Molecular interaction studies of Deguelin and its derivatives with Cyclin D1 and Cyclin E in cancer cell signaling pathway: The computational approach

• Published in: Scientific reports Vol. 9; no. 1; p. 1778
• Main Authors: Lokhande, Kiran Bharat, Nagar, Shuchi, Swamy, K. Venkateswara
• Format: Journal Article
• Language: English
• Published: London Nature Publishing Group UK 11.02.2019; Nature Publishing Group
• Subjects: 119/118; 631/67/1059/153; 692/699/67; Apoptosis; Cancer; Cell cycle; Computer applications; Conformation; Cyclin D1; Cyclin E; Humanities and Social Sciences; Hydrogen bonding; Ligands; Molecular dynamics; multidisciplinary; Science; Science (multidisciplinary); Signal transduction
• ISSN: 2045-2322; 2045-2322
• DOI: 10.1038/s41598-018-38332-6

Deguelin is a major active ingredient and principal component in several plants and it is a potential molecule to target proteins of cancer cell signaling pathway.

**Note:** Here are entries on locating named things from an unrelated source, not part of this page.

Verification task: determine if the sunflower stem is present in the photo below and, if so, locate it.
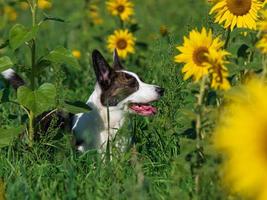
[195,76,208,194]
[224,28,231,49]
[261,55,267,80]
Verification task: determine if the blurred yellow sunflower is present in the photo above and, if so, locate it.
[71,49,81,59]
[256,35,267,54]
[4,6,18,22]
[107,0,134,21]
[37,0,52,10]
[175,28,224,81]
[257,10,267,33]
[108,29,136,58]
[216,78,267,200]
[19,2,29,10]
[210,0,262,30]
[89,4,103,25]
[204,49,231,90]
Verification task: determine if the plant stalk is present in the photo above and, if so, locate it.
[224,28,231,49]
[195,76,207,194]
[28,0,37,147]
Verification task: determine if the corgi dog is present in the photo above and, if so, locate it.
[2,50,164,152]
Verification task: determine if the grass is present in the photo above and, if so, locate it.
[0,0,251,200]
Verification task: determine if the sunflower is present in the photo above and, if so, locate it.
[108,29,136,58]
[175,28,224,81]
[210,0,262,30]
[216,78,267,200]
[71,49,81,59]
[204,49,231,90]
[256,35,267,54]
[4,6,18,22]
[89,4,103,25]
[107,0,134,21]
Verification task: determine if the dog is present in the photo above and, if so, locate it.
[2,49,164,152]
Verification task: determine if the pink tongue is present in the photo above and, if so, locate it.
[131,104,157,116]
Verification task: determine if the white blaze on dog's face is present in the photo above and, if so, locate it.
[119,71,164,116]
[93,51,164,116]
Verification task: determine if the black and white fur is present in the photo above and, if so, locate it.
[2,50,164,152]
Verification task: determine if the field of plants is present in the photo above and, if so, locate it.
[0,0,267,200]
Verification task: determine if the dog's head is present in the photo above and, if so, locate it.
[92,50,164,116]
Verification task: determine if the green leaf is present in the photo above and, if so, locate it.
[18,83,56,115]
[0,56,13,72]
[45,47,80,70]
[0,126,24,148]
[63,101,92,114]
[9,24,39,51]
[0,90,4,102]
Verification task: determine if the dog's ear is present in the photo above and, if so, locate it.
[113,49,123,70]
[92,50,113,88]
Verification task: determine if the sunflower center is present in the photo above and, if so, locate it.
[193,47,209,66]
[226,0,252,16]
[117,39,127,49]
[117,5,125,13]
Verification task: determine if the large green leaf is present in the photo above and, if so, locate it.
[45,47,80,70]
[0,127,23,148]
[18,83,56,115]
[0,56,13,72]
[63,101,92,114]
[9,24,39,51]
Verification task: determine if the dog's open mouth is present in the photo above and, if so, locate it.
[129,103,157,116]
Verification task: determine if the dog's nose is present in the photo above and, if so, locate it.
[156,87,165,96]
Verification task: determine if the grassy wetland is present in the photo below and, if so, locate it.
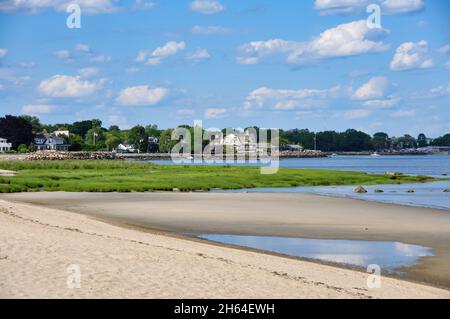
[0,160,435,193]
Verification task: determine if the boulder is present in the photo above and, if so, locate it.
[355,185,367,194]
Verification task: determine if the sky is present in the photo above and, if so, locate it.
[0,0,450,137]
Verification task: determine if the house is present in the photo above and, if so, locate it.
[116,144,136,153]
[0,137,12,153]
[147,136,159,153]
[34,133,70,152]
[52,130,70,138]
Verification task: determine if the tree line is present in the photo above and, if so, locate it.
[0,115,450,153]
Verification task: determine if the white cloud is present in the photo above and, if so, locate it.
[89,55,112,63]
[190,0,225,14]
[187,49,211,62]
[192,25,231,35]
[39,74,104,97]
[238,20,389,64]
[75,43,91,53]
[353,76,389,100]
[390,40,433,71]
[117,85,169,106]
[314,0,425,15]
[78,68,98,78]
[53,50,70,60]
[22,104,56,114]
[176,109,195,117]
[363,98,400,109]
[390,109,416,118]
[343,109,371,120]
[437,44,450,54]
[135,41,186,65]
[0,0,154,14]
[244,86,349,111]
[205,108,227,119]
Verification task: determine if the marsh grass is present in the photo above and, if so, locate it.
[0,160,434,193]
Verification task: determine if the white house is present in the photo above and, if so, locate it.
[0,137,12,153]
[34,134,70,152]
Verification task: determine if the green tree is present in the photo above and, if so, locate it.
[0,115,34,150]
[417,133,428,147]
[128,125,148,152]
[17,144,28,153]
[372,132,389,150]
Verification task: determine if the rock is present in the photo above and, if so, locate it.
[355,185,367,194]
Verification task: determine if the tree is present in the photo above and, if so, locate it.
[0,115,34,150]
[372,132,389,150]
[431,134,450,146]
[417,133,428,147]
[17,144,28,153]
[128,125,148,152]
[20,115,44,135]
[105,132,122,151]
[159,129,178,153]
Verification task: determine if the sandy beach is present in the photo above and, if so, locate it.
[0,193,450,298]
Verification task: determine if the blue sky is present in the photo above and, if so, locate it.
[0,0,450,136]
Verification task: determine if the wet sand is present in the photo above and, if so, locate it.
[0,192,450,289]
[0,199,450,299]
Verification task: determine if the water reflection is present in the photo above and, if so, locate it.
[198,234,433,272]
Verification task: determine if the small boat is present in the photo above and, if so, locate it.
[370,152,381,157]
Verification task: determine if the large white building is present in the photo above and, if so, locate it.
[0,137,12,153]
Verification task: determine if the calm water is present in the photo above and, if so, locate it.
[214,181,450,210]
[152,154,450,177]
[198,234,433,272]
[154,155,450,210]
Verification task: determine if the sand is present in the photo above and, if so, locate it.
[4,192,450,289]
[0,194,450,298]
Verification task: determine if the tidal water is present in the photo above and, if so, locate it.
[154,154,450,210]
[197,234,433,273]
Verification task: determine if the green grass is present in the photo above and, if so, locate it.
[0,160,434,193]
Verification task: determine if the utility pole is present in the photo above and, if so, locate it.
[314,132,317,151]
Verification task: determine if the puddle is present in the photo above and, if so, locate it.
[196,234,433,273]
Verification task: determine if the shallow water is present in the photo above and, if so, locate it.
[197,234,433,273]
[214,181,450,210]
[152,154,450,177]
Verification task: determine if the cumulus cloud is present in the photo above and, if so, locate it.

As a complex natural extract, deguelin interacts with various molecular targets to exert its anti-tumor properties at nanomolar level. It induces cell apoptosis by blocking anti-apoptotic pathways, while inhibiting tumor cell multiplication and malignant transformation through p27-cyclin-E-pRb-E2F1- cell cycle control and HIF-1alphaVEGF antiangiogenic pathways. In silico studies of deguelin and its derivatives is performed to explore interactions with Cyclin D1 and Cyclin E to understand the molecular insights of derivatives with the receptors. Deguelin and its derivatives are minimized by Avogadro to achieve stable conformation. All docking simulation are performed with AutoDockVina and virtual screening of docked ligands are carried out based on binding energy and number of hydrogen bonds. Molecular dynamics (MD) and Simulation of Cyclin D1 and Cyclin E1 is performed for 100 ns and stable conformation is obtained at 78 ns and 19 ns respectively. Ligands thus obtained from docking studies may be probable target to inhibit cancer cell signaling pathways.